I first plotted just two of the series faceting and grouping by countries. These are two of the series I am most interseted in studying so I wanted to look at them specifically.

I then plotted a larger group of the series in the same manner to get a quick Idea of what years each data series seems to cover and in which countries/regions it was generally available.

Lastly I created a quick violin plot to examine each series and its possible patterns/outliers.

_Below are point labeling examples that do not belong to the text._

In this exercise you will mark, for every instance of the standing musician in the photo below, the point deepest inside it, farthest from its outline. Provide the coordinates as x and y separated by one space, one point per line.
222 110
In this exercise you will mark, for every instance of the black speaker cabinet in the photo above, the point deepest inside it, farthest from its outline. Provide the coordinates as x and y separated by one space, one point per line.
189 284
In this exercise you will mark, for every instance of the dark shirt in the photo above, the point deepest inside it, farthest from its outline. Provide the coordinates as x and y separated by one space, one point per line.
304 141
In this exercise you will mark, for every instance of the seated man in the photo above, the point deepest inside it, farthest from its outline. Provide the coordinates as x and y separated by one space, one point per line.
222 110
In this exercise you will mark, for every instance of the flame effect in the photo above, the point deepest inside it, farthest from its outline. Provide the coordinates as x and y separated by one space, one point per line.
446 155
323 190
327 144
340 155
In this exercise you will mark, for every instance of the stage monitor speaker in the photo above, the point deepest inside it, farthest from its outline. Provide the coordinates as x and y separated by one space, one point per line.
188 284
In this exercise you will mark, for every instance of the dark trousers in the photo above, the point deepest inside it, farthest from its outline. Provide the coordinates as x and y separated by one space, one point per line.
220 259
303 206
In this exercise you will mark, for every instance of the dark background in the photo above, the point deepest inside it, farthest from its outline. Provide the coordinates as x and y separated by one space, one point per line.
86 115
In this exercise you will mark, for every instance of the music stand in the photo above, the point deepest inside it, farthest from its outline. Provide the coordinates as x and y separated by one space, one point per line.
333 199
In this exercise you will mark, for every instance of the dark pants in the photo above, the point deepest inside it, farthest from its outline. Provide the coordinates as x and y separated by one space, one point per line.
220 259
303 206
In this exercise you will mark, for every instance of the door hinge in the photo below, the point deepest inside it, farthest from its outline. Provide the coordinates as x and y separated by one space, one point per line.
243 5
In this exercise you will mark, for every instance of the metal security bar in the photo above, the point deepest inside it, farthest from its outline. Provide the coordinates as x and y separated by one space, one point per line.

# Use this R-Chunk to plot & visualize your data!
ggplot(WED_Agg_Wide)+
  geom_path(aes(x=(year), y=`Gross_domestic_savings_(%_of_GDP)`,group=Country_Name), color="red")+
  geom_point(aes(x=(year), y=`Gross_domestic_savings_(%_of_GDP)`,group=Country_Name), color="red")+
  geom_path(aes(x=(year), y=`GDP_per_capita_growth_(annual_%)`,group=Country_Name),  color="blue")+
  geom_point(aes(x=(year), y=`GDP_per_capita_growth_(annual_%)`,group=Country_Name),  color="blue")+
  facet_wrap(~`Country_Name`)+
  theme(axis.text.x = element_text(angle = 90, vjust = 0.5, hjust=1))+
  theme_bw()+
  labs(color=c("red","bleu"))

ggplot(WED_Agg_Long_p)+
  geom_path(aes(x=(year), y=percent, group= WED_Agg_Long_p$`Series Name`, color=WED_Agg_Long_p$`Series Name`))+
  geom_point(aes(x=(year), y=`percent`, group=WED_Agg_Long_p$`Series Name`, color=WED_Agg_Long_p$`Series Name`))+
  facet_wrap(~`Country Name`)+
  theme_bw()+
  theme(axis.text.x = element_text(angle = 90, vjust = 0.5, hjust=1))

ggplot(WED_Agg_Long_p)+
  geom_violin(aes(x=(year), y=percent, color=WED_Agg_Long_p$`Series Name`))+
  geom_jitter(aes(x=(year), y=`percent`, color=WED_Agg_Long_p$`Series Name`))+
  facet_wrap(~`Series Name`)+
  theme_bw()+
  theme(axis.text.x = element_text(angle = 90, vjust = 0.5, hjust=1))

Conclusions

Summarize the limitations of the compiled data in addressing your original question.

My data does not include all countries nor does it include or account for many significant variables that would be present in an economic model for a question such as mine. Savings rates,health investment and previous patterns in gdp are not the only determinants of GDP growth or stability, though the may be important ones, which is the primary question I am seeking to anwser.

After formatting your data, identify any follow-on or alternate questions that you could use for your project.

After examining some of the patterns and trends I may return to World bank and try to gather some additional variables that may also be influential in this model.